With NASCAR's Cup banking the corner at high speed, Action Performance (NYSE:ATN), a maker of motor sports merchandise, has been waved a black flag for its increasing inventories and decreasing sales. For the fourth quarter, the company posted a net loss of $2.9 million from sales of $97.4 million. Compare this with the same quarter a year ago, when it earned $2.8 million on sales of $105.8 million.

The loose wing nut from the quarter unfortunately is characteristic of the type of year this company has had. For 2004, Action Performance's revenues came in at $344.2 million -- a decline of 18.1% when excluding the contributions from the Funline acquisition. The company's net income for the year crosses the line at an engine-sputtering $500,000, or $0.03 per share -- severely off its 2003 earnings mark of $24.2 million, or $1.33 per share.

From a valuation standpoint, things don't appear any better. With cash of $12.6 million and long-term debt of $11.9 million, Action Performance has an enterprise value (EV) of $197.2 million. For 2004, the company produced $5.9 million in structural free cash flow (SFCF), giving it an EV/SFCF of 33. There is little attractive about this high-RPM valuation for a company whose growth is stuck in low gear.

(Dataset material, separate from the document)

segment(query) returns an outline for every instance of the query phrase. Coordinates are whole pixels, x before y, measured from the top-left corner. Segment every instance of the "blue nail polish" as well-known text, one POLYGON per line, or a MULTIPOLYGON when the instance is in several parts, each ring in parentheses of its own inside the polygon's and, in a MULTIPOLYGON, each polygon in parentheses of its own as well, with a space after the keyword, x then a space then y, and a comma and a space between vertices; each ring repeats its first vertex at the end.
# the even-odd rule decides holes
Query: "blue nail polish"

With the black flag waving, it's time for Action Performance to make a pit stop. For 2005, the company will need to figure out a way to draft behind the blistering performance of NASCAR. Until the company proves itself, be a spectator rather than a speculator.

Fool contributor Jeremy MacNealy does not own shares in any of the companies mentioned.